On Sun, 21 Jan 2007, Joe Abley wrote:
Remember though that the dynamics of the system need to assume that individual clients will be selfish, and even though it might be in the interests of the network as a whole to choose local peers, if you can get faster *throughput* (not round-trip response) from a remote peer, it's a necessary assumption that the peer will do so.
It seems like if there's an issue here it's that different parties have different self-interests, and those whose interests aren't being served aren't passing on the costs to the decision makers. The users' performance interests are served by getting the fastest downloads possible. The ISP's financial interests would be served by their flat rate customers getting their data from somewhere close by. If it becomes enough of a problem that the ISPs are motivated to deal with it, one approach would be to get the customers' financial interests better aligned with their own, with differentiated billing for local and long distance traffic.
Perth, on the West Coast of Australia, claims to be the world's most isolated "capitol" city (for some definition of capitol). Next closest is probably Adelaide, at 1300 miles. Jakarta and Sydney are both 2,000 miles away. Getting stuff, including data, in and out is expensive. Like Seattle, Perth has many of its ISPs in the same downtown sky scraper, and a very active exchange point in the building. It is much cheaper for ISPs to hand off local traffic to each other than to hand off long distance traffic to their far away transit providers. Like ISPs in a lot of similar places, the ISPs in Perth charge their customers different rates for cheap local bandwidth than for expensive long distance bandwidth.
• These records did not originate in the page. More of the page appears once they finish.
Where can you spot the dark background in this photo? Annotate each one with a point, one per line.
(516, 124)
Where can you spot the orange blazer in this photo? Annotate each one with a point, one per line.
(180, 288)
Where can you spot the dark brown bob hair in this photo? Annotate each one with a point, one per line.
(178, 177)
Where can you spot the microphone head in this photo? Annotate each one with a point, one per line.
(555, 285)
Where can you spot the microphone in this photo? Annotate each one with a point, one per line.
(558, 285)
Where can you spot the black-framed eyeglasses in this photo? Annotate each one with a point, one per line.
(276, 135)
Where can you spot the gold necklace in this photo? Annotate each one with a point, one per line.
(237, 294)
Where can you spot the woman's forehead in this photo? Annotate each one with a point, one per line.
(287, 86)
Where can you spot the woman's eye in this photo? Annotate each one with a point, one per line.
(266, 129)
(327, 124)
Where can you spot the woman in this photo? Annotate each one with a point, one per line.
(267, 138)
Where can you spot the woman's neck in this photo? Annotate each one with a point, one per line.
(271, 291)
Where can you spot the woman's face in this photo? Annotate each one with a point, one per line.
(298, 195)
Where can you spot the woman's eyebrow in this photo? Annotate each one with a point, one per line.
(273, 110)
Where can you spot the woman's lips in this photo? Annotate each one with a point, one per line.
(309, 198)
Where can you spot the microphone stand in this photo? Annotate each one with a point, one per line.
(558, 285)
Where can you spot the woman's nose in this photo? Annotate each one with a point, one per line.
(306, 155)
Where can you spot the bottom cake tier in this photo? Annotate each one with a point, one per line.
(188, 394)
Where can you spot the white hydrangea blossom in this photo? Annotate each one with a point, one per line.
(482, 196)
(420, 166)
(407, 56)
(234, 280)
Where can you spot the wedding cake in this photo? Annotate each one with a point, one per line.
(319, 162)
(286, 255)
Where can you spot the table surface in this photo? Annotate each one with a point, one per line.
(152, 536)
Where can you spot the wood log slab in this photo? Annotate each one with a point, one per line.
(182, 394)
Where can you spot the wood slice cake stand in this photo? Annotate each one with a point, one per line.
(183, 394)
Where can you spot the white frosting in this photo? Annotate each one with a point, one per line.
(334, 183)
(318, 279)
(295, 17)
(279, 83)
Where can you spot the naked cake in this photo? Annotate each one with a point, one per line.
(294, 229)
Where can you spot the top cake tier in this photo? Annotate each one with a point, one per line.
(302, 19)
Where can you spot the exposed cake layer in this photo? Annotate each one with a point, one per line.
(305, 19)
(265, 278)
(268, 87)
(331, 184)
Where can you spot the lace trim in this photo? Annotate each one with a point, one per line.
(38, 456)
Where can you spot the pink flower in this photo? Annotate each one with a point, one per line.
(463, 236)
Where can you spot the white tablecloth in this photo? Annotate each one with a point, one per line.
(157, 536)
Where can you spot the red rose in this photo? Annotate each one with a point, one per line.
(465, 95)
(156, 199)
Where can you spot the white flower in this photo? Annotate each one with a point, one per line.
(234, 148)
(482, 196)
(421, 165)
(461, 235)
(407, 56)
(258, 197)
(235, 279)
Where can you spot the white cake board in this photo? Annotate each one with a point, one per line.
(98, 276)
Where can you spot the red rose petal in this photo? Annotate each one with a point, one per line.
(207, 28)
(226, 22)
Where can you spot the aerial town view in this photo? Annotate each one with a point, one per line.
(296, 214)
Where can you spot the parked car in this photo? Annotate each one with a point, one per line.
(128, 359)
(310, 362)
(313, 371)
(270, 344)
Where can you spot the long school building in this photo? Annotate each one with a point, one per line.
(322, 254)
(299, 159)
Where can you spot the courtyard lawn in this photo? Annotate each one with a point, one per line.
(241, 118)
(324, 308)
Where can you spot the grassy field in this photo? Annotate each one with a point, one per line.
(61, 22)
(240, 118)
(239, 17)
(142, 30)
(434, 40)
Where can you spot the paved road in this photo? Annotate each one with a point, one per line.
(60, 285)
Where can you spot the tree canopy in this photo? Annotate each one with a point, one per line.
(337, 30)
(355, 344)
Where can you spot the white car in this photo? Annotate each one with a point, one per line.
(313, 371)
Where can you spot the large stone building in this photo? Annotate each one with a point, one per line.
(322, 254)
When I was in Perth a couple of years ago, I asked my usual questions about what effect this billing arrangement was having on user behavior. I was told about a Perth-only file sharing network. Using the same file sharing networks as the rest of the world was expensive, as they would end up hauling lots of data over the expensive long distance links and users didn't want to pay for that. Instead, they'd put together their own, which only allowed local users and thus guaranteed that uploads and downloads would happen at cheap local rates.
Googling for more information just now, what I found were lots of stories about police raids, so I'm not sure if it's still operational. Legal problems seem to be an issue for file sharing networks regardless of geographic focus, so that's probably not relevant to this particular point.
In the US and Western Europe, there's still enough fiber between cities that high volumes of long distance traffic don't seem to be causing issues, and pricing is becoming less distance sensitive. The parts of the world with shortages of external connectivity pay to get to us, so we don't see those costs either. If that changes, I suspect we'll see it reflected in the pricing models and user self-interests will change. The software that users will be using will change accordingly, as it did in Perth.